Abstract: The receptors for polypeptide growth factors and proteins coded by oncogenes of the src family are endowed with protein kinase activity and share the uncommon property of autophosphorylating at tyrosine residues. It is unclear whether the tyrosine kinase activity is also directed towards other targets of physiological significance. In this work, phosphotyrosine antibodies were used to detect, by Western blots and immunoprecipitation, proteins phosphorylated at tyrosine in fibroblasts either stimulated by growth factors (PDGF and EGF) or transformed by oncogene-coded tyrosine kinases. In stimulated cells the antibodies detected the autophosphorylated receptors, but only trace amounts of other proteins phosphorylated at tyrosine. In fibroblasts transformed by retroviral oncogenes (v-src, v-abl, v-fps or v-fes) proteins other than the corresponding oncogene-coded kinase, were found. A p70 was found to be heavily phosphorylated in fibroblasts transformed by v-src, v-fes and v-fps. A p130 and a p36 were found in cells transformed by v-src and v-abl. A unique p70 was phosphorylated in v-abl-transformed fibroblasts. These proteins were also phosphorylated in vitro in an immunocomplex kinase reaction. This reaction was blocked by the specific kinase inhibitors. These data strongly suggest that tyrosine kinases phosphorylate protein targets other than themselves. These targets are barely detectable in normal cells stimulated by growth factors, where the kinase activity is triggered rapidly and transiently. By contrast, a number of intracellular proteins phosphorylated at tyrosine accumulate in cells transformed by v-onc-coded kinases, endowed with constitutive and non-regulated enzymatic activity.

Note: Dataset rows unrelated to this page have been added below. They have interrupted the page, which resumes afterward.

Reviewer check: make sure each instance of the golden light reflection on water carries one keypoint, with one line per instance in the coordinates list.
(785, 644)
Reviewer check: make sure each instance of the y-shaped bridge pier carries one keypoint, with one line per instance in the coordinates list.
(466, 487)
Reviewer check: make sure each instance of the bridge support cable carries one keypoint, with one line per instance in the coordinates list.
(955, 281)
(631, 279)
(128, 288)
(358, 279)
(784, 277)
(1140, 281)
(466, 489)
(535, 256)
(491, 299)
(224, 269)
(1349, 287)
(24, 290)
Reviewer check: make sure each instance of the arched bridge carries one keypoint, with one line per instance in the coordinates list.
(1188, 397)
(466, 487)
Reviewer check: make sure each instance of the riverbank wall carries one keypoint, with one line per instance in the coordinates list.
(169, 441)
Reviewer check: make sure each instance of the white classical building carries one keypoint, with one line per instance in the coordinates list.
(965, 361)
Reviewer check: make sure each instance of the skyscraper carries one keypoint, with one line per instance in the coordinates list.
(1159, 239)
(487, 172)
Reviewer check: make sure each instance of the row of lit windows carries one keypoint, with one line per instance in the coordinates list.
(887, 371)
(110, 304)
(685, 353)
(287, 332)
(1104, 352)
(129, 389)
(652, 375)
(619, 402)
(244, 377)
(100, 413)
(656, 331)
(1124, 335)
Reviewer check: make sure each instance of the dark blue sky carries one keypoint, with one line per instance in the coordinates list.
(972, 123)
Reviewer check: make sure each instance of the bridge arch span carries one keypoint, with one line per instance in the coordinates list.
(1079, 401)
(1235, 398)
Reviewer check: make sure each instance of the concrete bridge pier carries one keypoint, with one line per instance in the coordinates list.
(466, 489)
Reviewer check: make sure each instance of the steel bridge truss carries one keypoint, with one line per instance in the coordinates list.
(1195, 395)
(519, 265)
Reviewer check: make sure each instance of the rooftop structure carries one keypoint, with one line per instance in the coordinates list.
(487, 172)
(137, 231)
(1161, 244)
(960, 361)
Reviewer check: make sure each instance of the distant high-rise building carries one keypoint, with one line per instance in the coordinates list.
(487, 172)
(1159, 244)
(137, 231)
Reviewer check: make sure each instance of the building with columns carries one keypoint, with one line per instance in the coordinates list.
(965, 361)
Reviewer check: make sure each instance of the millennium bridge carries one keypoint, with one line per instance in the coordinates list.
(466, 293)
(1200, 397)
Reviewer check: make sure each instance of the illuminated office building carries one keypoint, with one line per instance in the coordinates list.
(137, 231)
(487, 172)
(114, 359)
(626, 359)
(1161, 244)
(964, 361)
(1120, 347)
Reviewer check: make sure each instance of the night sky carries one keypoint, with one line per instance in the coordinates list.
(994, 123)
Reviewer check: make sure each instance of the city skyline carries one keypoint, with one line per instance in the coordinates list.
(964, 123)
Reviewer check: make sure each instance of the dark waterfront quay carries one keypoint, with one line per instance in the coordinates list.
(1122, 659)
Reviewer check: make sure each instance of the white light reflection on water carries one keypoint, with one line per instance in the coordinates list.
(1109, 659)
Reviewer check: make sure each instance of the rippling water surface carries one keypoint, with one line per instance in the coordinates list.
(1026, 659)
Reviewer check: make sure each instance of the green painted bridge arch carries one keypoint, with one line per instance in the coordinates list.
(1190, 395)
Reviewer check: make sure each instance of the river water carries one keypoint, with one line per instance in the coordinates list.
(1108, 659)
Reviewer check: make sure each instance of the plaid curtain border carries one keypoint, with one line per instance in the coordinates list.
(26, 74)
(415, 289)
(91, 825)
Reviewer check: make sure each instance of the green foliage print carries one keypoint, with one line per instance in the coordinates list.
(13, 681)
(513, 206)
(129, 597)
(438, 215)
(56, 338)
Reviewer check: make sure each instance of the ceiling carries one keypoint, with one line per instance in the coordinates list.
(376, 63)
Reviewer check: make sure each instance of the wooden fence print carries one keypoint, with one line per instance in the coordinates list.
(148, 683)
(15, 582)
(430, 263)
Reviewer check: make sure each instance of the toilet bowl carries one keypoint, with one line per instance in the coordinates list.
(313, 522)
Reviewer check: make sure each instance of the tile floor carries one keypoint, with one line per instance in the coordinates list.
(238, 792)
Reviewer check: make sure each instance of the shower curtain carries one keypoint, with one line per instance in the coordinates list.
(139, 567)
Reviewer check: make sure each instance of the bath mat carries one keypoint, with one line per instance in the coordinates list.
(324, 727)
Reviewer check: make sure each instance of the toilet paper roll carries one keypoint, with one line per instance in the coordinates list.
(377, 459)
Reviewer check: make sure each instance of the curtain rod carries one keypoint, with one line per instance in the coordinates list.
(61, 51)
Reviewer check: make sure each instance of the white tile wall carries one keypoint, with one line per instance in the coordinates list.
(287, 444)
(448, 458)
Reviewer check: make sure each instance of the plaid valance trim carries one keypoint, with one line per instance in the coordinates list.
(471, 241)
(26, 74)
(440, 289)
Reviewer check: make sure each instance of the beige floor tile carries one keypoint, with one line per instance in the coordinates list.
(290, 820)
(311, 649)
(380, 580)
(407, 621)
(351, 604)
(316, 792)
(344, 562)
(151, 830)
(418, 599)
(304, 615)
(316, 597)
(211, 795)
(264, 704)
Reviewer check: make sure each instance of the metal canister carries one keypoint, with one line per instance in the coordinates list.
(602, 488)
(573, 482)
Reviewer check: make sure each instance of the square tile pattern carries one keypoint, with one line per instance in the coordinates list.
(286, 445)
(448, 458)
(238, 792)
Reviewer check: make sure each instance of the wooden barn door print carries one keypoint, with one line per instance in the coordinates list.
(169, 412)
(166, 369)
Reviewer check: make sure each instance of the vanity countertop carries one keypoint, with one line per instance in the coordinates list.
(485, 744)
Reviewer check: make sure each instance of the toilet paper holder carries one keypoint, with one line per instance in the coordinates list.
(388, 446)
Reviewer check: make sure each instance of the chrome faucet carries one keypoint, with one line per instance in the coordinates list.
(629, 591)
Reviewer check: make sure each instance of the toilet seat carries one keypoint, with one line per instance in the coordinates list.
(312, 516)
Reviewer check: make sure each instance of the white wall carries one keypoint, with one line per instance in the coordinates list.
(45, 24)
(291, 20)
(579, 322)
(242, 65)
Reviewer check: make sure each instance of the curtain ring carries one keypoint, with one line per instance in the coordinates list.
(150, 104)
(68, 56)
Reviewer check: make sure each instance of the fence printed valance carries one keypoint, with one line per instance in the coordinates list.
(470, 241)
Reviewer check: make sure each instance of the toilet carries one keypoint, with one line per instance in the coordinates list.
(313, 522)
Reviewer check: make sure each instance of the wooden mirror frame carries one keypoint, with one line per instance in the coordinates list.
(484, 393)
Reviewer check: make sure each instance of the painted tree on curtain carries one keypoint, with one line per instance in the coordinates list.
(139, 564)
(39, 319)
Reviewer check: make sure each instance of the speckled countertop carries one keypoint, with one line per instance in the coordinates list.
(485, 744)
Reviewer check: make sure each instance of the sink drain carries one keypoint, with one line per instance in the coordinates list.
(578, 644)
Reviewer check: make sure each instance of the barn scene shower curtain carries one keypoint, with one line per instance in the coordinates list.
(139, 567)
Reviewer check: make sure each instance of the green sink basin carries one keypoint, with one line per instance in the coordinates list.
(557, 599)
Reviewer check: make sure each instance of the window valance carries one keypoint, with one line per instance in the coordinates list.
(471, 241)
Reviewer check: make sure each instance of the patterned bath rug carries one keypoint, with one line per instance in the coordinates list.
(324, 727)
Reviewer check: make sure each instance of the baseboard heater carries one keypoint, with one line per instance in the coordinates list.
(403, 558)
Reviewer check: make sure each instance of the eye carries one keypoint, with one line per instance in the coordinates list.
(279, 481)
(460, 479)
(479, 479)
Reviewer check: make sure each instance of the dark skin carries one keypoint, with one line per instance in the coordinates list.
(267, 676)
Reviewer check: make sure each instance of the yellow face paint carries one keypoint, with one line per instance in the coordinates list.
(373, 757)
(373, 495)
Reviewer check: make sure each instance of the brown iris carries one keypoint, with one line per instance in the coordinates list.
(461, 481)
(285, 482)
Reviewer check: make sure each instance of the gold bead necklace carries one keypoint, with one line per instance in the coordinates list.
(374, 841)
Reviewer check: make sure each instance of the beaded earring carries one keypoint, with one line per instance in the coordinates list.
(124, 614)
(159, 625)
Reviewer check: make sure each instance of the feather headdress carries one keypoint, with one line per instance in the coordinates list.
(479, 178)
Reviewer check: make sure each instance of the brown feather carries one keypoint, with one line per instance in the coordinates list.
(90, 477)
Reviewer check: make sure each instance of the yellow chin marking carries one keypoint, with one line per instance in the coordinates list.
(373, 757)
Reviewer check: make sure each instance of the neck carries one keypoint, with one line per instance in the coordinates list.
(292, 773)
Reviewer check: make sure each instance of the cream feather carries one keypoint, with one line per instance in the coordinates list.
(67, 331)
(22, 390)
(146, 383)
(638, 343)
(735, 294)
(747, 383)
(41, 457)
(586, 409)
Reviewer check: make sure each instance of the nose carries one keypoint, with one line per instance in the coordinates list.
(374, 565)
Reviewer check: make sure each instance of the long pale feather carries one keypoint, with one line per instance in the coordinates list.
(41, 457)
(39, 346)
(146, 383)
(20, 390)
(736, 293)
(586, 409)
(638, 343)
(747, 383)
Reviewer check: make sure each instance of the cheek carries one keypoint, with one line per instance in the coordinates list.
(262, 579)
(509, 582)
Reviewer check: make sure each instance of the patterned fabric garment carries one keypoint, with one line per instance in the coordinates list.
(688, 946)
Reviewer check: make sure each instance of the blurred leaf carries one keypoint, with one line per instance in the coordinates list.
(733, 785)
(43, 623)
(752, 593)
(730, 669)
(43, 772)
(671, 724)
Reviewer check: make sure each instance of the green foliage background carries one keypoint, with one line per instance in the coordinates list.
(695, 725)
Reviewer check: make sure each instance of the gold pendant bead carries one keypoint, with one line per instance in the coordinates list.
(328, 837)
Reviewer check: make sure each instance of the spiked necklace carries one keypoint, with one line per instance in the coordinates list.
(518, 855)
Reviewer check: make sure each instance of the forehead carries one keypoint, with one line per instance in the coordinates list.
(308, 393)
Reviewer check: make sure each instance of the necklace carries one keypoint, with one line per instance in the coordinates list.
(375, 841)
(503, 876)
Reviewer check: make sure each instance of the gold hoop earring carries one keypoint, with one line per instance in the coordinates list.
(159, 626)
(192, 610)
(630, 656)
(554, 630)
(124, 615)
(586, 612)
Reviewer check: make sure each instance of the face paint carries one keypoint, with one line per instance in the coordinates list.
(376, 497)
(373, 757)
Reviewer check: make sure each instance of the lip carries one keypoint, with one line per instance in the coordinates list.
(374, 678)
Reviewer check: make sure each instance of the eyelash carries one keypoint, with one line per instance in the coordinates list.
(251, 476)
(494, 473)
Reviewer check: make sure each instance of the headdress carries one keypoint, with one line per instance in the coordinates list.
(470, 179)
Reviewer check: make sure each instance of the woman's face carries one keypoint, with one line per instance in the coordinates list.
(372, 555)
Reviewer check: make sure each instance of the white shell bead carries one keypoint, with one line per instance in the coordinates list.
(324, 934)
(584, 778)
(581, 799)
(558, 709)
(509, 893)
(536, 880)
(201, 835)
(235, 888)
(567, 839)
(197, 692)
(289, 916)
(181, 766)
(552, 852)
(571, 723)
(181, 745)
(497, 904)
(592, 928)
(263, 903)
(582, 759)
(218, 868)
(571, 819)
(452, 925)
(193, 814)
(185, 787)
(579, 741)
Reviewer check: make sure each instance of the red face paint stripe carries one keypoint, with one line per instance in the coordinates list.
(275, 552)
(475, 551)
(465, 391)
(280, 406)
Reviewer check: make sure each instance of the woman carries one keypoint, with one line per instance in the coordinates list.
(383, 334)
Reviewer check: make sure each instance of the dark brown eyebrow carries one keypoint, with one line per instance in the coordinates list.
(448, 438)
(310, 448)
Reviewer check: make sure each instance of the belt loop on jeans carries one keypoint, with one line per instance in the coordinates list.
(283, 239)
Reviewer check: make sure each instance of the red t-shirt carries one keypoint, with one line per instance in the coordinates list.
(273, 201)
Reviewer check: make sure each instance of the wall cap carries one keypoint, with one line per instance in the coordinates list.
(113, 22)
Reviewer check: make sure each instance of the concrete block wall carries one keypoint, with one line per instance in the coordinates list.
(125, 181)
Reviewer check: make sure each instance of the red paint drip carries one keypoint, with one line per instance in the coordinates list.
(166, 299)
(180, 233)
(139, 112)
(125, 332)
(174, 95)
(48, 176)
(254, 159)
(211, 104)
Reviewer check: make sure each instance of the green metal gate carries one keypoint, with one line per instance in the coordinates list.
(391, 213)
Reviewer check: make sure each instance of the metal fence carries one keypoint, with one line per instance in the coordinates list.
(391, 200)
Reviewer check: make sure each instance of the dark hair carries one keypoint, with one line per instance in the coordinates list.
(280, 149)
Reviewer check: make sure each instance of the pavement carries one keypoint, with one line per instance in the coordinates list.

Protein phosphorylation at tyrosine residues in v-abl transformed mouse lymphocytes and fibroblasts

Abstract: Phosphotyrosine antibodies were employed to immunodecorate and immunoprecipitate proteins phosphorylated at tyrosine residues in cells transformed by Abelson murine leukemia virus (A-MuLV). In pre-B and pre-T lymphoma cells transformed by A-MuLV, the major phosphotyrosine-containing protein has an MW of 160 kDa and shares immunologically detectable sequences with the v-abl oncogene product. Moreover, two different proteins of approximately 100 and 68 kDa, heavily phosphorylated at tyrosine, were identified. Lack of immunological cross-reactivity with viral products and phosphopeptide mapping showed that the 100 and 68 kDa proteins are coded by cellular genes. Phosphoproteins were undetectable in control resting lymphocytes. The 68 and the 100 kDa proteins were phosphorylated to different extents in proliferating lymphocytes, either stimulated by the growth factor IL-2, or transformed by M-MuLV (lacking the oncogene coded kinase). In fibroblasts transformed by A-MuLV, phosphotyrosine antibodies identified 2 proteins of 120 and 70 kDa. By immunological cross-reaction and by phosphopeptide mapping, the first was identified as a 120 kDa form of the v-abl coded kinase. The 70 kDa protein is coded by a cellular gene, is not structurally related to the 120 kDa v-abl kinase, and is different from any phosphotyrosine-containing protein detected in A-MuLV-transformed lymphocytes. These data show that, upon v-abl-induced transformation, phosphorylation at tyrosine takes place also on proteins other than the 160 or 120-kDa oncogene products. In lymphocytes and fibroblasts these proteins are different, suggesting that the cascade of events triggered by the v-abl gene in different cell types involves tyrosine phosphorylation of different specific proteins.